CC.2 Isostasy, Eustasy, and Sea Level (p. 113)

  • Earth’s crust floats on the plastic asthenosphere. Sections of crust rise and fall isostatically as temperature changes alter their density and as their mass loading changes due to melting or to the formation of ice stemming from climate changes. This causes sea level to change on the coast of that particular section of crust. Sea level can also change eustatically when the volume of water in the oceans increases or decreases due to changes in water temperature or changes in the amount of water in glaciers and ice caps on the continents. Eustatic sea level change takes place synchronously worldwide and much more quickly than isostatic sea level changes. To read CC2 go to page 5CC.

CC.3 Convection and Convection Cells (p. 117)
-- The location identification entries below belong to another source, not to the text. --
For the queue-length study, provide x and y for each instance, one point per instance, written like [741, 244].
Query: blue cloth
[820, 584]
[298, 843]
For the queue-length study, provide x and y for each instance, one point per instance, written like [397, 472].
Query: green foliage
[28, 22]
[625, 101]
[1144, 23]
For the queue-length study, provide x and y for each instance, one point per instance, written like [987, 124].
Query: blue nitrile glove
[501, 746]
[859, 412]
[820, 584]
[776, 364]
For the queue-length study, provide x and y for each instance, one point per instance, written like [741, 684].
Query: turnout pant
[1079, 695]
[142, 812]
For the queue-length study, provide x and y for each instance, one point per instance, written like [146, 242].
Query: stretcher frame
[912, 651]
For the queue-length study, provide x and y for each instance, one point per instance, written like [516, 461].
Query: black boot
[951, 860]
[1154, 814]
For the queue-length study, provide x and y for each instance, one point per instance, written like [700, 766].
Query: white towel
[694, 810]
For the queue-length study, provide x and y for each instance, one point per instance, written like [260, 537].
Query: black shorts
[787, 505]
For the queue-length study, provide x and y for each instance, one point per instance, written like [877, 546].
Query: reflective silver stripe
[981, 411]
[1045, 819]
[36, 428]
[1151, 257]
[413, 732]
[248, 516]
  • Fluids that are heated from below, such as the Earth’s mantle, rise because their density is reduced. They continue to rise to higher levels until they are cooled sufficiently, at which time they become dense enough to sink back down. This convection process establishes convection cells in which the heated material rises in areas of upwelling, spreads out, cools, and then sinks at areas of downwelling. Areas of downwelling are the subduction zones, while areas of upwelling include the oceanic ridges and hot spots. To read CC3 go to page 10CC.

CC.7 Radioactivity and Age Dating (pp. 108, 124, 125, 126)

  • Some elements have naturally occurring radioactive (parent) isotopes that decay at precisely known rates to become different (daughter) isotopes, which are often isotopes of another element. Measurement of the concentration ratio of the parent and daughter isotopes in a rock or other material can be used to calculate its age, but only if none of the parent or daughter isotopes have been gained or lost from the sample over time. Radioisotope age dating is used in conjunction with other dating methods including variations in fossil assemblages and magnetic field properties. To read CC7 go to page 18CC.